# Newest Acquisitions



## PaphLover (Nov 21, 2015)

Oh boy! Keep me away from the nurseries!!!!!!!! Lordy! AND I was restraining myself. :clap::drool:


----------



## PaphLover (Nov 21, 2015)

photos?


----------



## PaphLover (Nov 21, 2015)

hmmm, photo issues


----------



## PaphLover (Nov 21, 2015)

Ok, started imageshack account. how do I get them from there to here? Any help? I'm so confused.


----------



## PaphLover (Nov 21, 2015)

https://imageshack.com/a/iyb4/1

does this work?


----------



## Marco (Nov 21, 2015)

Nice pickups. Yes the link works.


----------



## Wendy (Nov 21, 2015)

Looks like a good haul.....names?


----------



## PaphLover (Nov 21, 2015)

Sorry. Meant to post that, but got so worked up about photos, I forgot.

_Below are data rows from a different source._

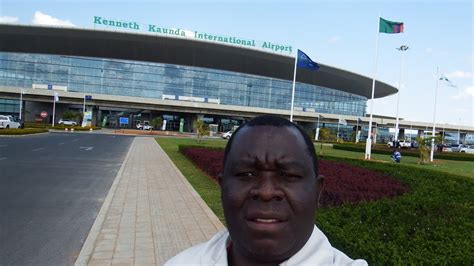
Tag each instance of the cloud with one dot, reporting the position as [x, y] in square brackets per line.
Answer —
[461, 110]
[459, 74]
[469, 90]
[44, 19]
[334, 39]
[7, 19]
[466, 93]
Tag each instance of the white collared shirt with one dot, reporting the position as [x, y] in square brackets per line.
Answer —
[316, 251]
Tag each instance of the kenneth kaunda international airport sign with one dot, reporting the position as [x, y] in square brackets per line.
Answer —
[176, 32]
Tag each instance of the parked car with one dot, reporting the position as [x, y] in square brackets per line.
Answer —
[402, 144]
[8, 121]
[67, 122]
[227, 134]
[144, 126]
[468, 149]
[457, 147]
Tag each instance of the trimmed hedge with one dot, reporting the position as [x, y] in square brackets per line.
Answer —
[454, 156]
[431, 224]
[343, 183]
[58, 127]
[22, 131]
[36, 125]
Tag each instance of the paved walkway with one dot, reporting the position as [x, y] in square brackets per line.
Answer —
[150, 214]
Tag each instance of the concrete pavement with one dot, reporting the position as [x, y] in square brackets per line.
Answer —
[52, 187]
[150, 214]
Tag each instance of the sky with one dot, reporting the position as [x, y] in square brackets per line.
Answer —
[336, 33]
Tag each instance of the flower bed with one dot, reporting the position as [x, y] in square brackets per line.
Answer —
[344, 183]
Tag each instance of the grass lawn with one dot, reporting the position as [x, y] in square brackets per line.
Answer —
[22, 131]
[432, 224]
[448, 166]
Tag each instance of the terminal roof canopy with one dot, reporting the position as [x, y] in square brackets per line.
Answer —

Two noid paphs, Ambonesis X Gigantea, Cornu cervi, Violacea, ambonesis.

Love the spicy scent of the Violacea. The Ambonesis(es) too. ;-) (what is the plural form?)


----------



## SlipperFan (Nov 21, 2015)

Good blooms already. I echo Wendy -- names?


----------



## Migrant13 (Nov 21, 2015)

Good haul!


----------



## PaphLover (Nov 22, 2015)

Thanks all! So nice to have fellow addicts to enable me.


----------